Some of the other tweaks to gameplay are more minor but still notable changes that veterans will appreciate. There’s a new Glaive weapon type that can be a gun or melee weapon and is immensely fun to use once you figure it out, though its limited ammo holds it back. The Witch Queen introduces armor and weapon crafting as well, which I personally didn’t find incredibly useful, as it’s much more fun to find higher-level gear out in the world, but the process is simple enough to understand and certainly will be expanded upon in future updates. You can also play through the entirety of The Witch Queen’s campaign in Legendary Mode, which should be a familiar idea to anyone who’s played through any of Halo’s campaigns on Legendary difficulty. It’s a much more difficult version of the campaign that naturally brings bigger rewards and better loot, and while it doesn’t change the content of the story or the core of the gameplay, it’s there for people who want to take on a meatier challenge or level up more quickly.

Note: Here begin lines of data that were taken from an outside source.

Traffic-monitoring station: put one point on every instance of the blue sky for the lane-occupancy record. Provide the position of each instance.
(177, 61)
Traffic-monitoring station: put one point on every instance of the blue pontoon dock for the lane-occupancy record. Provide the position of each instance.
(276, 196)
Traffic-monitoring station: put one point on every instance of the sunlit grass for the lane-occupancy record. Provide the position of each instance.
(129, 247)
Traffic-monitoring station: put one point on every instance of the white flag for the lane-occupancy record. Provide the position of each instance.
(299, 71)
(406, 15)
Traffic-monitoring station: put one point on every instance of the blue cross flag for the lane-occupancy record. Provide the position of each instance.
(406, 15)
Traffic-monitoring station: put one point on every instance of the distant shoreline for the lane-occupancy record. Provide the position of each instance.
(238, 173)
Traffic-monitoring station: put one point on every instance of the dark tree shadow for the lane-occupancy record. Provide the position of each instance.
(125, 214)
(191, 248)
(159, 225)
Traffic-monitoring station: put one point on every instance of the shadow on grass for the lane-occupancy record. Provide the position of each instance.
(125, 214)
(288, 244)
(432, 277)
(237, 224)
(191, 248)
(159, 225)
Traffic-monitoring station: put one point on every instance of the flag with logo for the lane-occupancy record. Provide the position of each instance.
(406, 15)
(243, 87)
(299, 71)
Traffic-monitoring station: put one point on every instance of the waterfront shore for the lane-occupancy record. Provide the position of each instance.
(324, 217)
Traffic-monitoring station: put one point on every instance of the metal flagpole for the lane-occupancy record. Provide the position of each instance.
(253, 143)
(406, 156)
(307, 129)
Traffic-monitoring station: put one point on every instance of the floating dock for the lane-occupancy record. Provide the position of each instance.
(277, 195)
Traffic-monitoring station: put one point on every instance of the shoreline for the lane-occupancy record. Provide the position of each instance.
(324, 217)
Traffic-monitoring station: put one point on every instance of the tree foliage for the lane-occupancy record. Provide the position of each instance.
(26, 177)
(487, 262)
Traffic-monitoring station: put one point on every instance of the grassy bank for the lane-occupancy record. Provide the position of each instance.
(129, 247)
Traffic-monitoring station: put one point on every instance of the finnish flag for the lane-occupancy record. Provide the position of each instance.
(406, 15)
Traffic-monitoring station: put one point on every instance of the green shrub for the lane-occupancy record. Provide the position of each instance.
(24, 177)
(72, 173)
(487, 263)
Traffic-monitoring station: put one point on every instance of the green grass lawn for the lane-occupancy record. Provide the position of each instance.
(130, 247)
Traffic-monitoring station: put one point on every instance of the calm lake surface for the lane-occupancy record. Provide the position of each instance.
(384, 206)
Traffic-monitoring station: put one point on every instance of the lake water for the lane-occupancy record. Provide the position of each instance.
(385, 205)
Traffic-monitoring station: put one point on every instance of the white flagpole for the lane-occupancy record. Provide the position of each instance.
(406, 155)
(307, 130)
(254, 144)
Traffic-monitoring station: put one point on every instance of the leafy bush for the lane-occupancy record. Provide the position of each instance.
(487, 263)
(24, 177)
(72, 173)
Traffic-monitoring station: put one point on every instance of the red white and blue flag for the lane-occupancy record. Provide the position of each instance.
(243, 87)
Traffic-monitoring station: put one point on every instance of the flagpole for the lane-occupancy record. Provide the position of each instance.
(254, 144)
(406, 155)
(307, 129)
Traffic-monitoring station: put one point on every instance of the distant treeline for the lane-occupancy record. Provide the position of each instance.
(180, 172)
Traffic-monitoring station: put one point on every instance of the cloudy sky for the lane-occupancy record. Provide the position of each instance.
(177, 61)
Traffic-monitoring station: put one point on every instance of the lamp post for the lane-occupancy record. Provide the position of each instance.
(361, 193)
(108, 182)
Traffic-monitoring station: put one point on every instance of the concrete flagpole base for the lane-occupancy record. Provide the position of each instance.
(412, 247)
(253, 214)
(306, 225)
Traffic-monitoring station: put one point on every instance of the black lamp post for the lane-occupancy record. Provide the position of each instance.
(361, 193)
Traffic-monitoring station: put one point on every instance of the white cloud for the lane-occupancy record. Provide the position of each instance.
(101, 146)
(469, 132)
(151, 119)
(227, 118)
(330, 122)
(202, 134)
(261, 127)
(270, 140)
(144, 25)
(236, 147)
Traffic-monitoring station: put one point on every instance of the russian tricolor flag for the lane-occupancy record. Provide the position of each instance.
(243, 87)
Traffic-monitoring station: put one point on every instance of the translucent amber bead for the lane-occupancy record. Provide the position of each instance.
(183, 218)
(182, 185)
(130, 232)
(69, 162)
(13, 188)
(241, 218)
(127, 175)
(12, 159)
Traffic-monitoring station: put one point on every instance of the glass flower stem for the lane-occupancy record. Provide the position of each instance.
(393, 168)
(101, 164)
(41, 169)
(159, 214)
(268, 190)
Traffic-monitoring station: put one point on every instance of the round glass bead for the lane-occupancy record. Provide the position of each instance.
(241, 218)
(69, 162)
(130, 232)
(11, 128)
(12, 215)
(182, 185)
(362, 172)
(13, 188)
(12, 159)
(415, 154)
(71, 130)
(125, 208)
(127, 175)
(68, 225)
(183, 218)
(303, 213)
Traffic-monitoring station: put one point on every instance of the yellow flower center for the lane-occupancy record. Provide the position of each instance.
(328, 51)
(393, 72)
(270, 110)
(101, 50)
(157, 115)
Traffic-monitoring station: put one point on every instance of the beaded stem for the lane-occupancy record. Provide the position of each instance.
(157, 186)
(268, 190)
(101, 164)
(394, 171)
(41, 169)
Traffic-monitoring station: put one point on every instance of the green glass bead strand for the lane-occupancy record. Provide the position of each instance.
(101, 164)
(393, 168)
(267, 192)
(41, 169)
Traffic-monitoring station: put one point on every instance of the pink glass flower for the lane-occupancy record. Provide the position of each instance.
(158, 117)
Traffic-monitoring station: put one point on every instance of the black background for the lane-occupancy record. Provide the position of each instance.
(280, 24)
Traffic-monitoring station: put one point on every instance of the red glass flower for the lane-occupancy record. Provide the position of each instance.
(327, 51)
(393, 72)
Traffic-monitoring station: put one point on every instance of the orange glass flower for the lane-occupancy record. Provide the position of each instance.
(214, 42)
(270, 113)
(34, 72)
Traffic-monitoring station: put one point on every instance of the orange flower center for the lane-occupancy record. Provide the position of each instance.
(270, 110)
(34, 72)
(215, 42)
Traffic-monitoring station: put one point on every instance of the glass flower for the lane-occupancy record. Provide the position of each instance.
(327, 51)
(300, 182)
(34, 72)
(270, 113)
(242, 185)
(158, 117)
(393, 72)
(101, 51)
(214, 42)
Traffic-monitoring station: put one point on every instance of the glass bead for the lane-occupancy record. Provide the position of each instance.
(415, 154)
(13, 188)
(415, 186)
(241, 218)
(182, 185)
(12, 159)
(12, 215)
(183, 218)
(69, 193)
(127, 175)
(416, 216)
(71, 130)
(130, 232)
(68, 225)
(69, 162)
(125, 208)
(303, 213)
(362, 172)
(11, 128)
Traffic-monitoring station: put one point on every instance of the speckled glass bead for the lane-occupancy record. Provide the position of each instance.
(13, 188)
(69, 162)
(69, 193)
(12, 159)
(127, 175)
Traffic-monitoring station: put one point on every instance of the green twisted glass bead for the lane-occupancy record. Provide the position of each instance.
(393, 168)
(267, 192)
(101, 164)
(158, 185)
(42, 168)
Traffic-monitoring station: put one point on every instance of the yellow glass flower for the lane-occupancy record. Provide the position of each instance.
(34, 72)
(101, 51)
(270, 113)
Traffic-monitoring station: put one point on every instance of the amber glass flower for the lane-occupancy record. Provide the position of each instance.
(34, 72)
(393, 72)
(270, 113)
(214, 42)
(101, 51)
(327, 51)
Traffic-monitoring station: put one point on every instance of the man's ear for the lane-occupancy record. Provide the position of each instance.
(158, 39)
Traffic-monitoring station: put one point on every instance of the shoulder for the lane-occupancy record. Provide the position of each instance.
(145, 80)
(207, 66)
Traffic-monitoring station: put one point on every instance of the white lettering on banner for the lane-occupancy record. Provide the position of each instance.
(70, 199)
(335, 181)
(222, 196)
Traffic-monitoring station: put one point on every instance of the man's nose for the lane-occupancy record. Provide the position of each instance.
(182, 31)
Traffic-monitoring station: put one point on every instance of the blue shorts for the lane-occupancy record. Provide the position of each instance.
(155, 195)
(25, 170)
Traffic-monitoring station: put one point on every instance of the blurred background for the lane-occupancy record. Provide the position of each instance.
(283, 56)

As of the beginning of The Witch Queen’s first season, “Season of the Risen,” Bungie has upped everyone’s power level to 1350 to give everyone an even playing field to boot. With a soft cap of 1500 at launch, there’s a good amount of room for growth, though once you beat the campaign, you should be close to that level, or well above it if you’ve beaten the Legendary Mode. The progression system is still as numbers-based as ever, and it’s still frustrating that with so many possible alterations to subclass, gun or armor mods, power upgrades, and so on, the only real measure of whether a piece of gear is worth it comes down to the big number on the front.
"Destiny 2 is about as alive as an experience can be five years after launch, with a strong, growing player base and an ever-changing, widely expanding world, and The Witch Queen is a fantastic addition to Bungie’s epic."
With that said, the endgame content begins to ramp up quickly, especially with the new Raid, “Vow of the Disciple.” With the increase in how tricky and intellectual The Witch Queen dares to be, the Raid requires you to be as thoughtful and cooperative as any Destiny Raid in the past, and of course, it’s as difficult a challenge as you’ll face in the entire expansion. It’s not for the faint of heart, but the new Raid is a great experience for any coordinated fireteam looking to reach the true level cap.
Destiny 2 is about as alive as an experience can be five years after launch, with a strong, growing player base and an ever-changing, widely expanding world, and The Witch Queen is a fantastic addition to Bungie’s epic. It feels truly like a story and setting that Bungie has been waiting to tell since the original Destiny, and it threads together a ton of storylines and interesting gameplay elements with the continuation of stories that we can only hope are at the core of Lightfall and The Final Shape. The issues with The Witch Queen are issues that permeate all of Destiny 2, but with enough content through its campaign, world events, and endgame missions, new and existing Destiny 2 players alike have every reason to jump into the experience now.
This game was reviewed on the Xbox Series X.
Meaty campaign; Interesting story with many interconnected threads; Great endgame content; Beautiful environments.
Box-checking progression; Lack of need for crafting.